During spring, in one of those crates a duck has been breeding. The duck family now still lives around Eleonore and returns daily asking for bread which we obligingly give. There are other ducks around, some of them big and aggressive. 'Our' ducks use the Eleonore as their shelter. Those ducks are quite antagonistic animals, there is a lot of social rivalry among them.
We also do get visited by humans, sometimes a bit too much for my taste. Then I wished the Eleonore was anchored in the midst of the Danube and not so close to the shore. However, having barbecue at night together with some visitors and long discussions over red wine is at occasions a stimulating experience. Last night we ended up having a controversy about energy. One side proposed that in the long term there would be no alternative to nuclear energy, which was vociferously opposed by the other side. While I am not a fan of 'nuclear' I can also see the point that those alternative, renewable energy sources simply do not generate enough energy to be able to substitute oil, coal and gas. The only way out would be a complete change of habits, a switch away from consumer society, something completely unimaginable within a capitalist economy based on profits and growth. While I am not claiming to have a masterplan that answers those questions, experiencing those issues while on the Eleonore not just in the abstract but as a concrete lived experience is very valuable. Having fewer electric household machines at your disposition also means that you spend much more time doing those things which reduces time for artistic creation or theoretic study. Those things are interconnected, in the small world of Eleonore but also in the bigger world this experiment is part of.
As I have written that the Eleonore is a 'social sculpture' and a non-utopia, this means that it does not propose itself as a universal one-way-for-all utopia. However, what it can do, is set an example. And a number of people have started doing things with boats as well. Robert has welded together some cylindrical former gas containers to create a catamaran, joined by the underside of a container on which he has put a nice wooden house in which he now lives at the far side of a marina near Aschach, some 30 kkm from Linz.. He has also obtained a permission to use his house like any normal boat, so he can go up and down the Danube with it searching for beauty spots. He has also created a second catamaran, driven by a tractor. Yes, the tractor engines is driving a propeller over a 7 meter long shaft. What exactly this is good for I don't know, but it looks great. An artist at Times Up in Linz has used a similar technique of joining gas tanks to make a catamaran with the long term goal of using this structure for crossing the Atlantic.
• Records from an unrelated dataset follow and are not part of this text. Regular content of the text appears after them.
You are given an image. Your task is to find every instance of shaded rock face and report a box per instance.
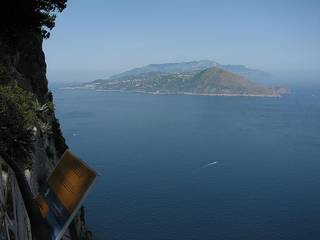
[0,32,48,102]
[0,31,91,240]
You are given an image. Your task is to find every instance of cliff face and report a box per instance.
[0,31,90,239]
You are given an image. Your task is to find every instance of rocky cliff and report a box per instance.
[0,30,91,239]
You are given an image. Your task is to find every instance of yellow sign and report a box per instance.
[37,150,97,240]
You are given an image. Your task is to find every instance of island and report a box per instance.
[76,60,286,97]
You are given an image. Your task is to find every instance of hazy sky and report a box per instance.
[44,0,320,80]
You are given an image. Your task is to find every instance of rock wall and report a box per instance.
[0,31,91,240]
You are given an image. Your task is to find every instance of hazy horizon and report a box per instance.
[44,0,320,82]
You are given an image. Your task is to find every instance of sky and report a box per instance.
[44,0,320,81]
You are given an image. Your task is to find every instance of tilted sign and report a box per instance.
[37,150,97,240]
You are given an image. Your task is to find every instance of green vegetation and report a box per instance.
[0,86,53,163]
[0,0,67,38]
[85,67,277,96]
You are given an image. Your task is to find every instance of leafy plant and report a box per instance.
[0,86,51,163]
[0,0,67,38]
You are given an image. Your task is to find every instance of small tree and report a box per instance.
[0,0,67,38]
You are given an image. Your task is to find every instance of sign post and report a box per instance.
[37,150,97,240]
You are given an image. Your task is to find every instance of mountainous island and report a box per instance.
[78,60,285,97]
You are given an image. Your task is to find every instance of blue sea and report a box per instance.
[54,88,320,240]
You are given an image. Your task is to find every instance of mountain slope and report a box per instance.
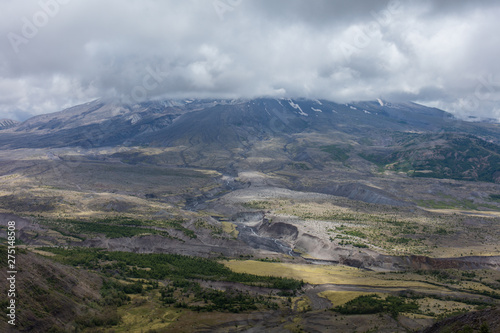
[0,98,500,182]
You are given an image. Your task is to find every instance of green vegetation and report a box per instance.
[44,248,303,291]
[320,145,350,162]
[37,248,304,316]
[243,201,273,209]
[333,294,419,318]
[359,133,500,182]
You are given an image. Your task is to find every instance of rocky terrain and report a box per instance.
[0,98,500,332]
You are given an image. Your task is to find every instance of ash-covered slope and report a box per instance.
[0,98,500,182]
[0,99,468,148]
[0,119,20,131]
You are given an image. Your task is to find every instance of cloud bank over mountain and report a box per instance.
[0,0,500,120]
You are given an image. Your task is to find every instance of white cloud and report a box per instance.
[0,0,500,118]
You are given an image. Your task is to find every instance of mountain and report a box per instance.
[0,118,19,131]
[0,98,500,182]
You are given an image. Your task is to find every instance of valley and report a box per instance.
[0,99,500,332]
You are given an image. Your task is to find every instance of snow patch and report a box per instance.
[288,99,309,117]
[129,114,142,125]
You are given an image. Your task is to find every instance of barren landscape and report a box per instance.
[0,100,500,332]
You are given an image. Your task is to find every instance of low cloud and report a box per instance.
[0,0,500,120]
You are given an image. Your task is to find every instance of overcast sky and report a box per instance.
[0,0,500,120]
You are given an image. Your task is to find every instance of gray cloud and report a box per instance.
[0,0,500,119]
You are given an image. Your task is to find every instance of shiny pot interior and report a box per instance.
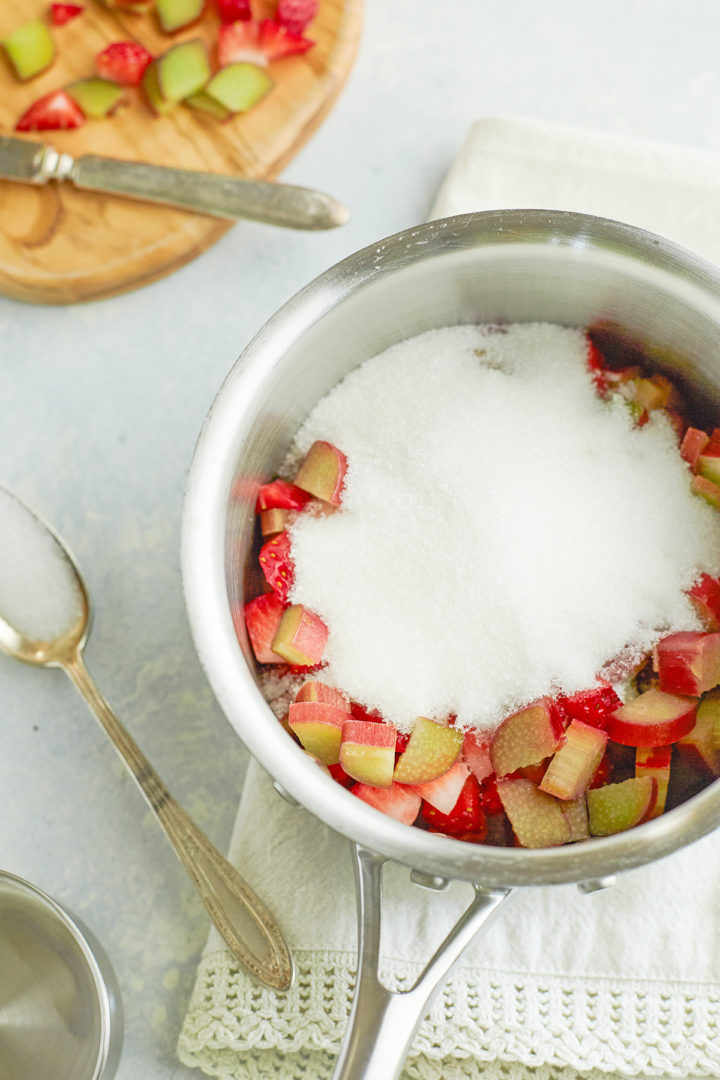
[182,211,720,887]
Driving a further 30 km towards Passau we come to a mountainous region where Willi lives with his partner and four small kids. Willi has realised the dream of mobile living in a different way. He is building whole houses on top of structures originally taken from building-site containers. He has built two such houses so far connected by a beautiful veranda and winter garden which give the family alltogether app 80 sqm of living space. Willi is the complete self-made man in terms of craftmanship, everything is done by himself and mostly alone, without the help of heavy and expensive lifting equipment. The 'houses' can be lifted and put on the back of a truck and driven anywhere where a road goes which is more than 4 m broad. If Willi one day spots that ideal patch of land, he and his family will move.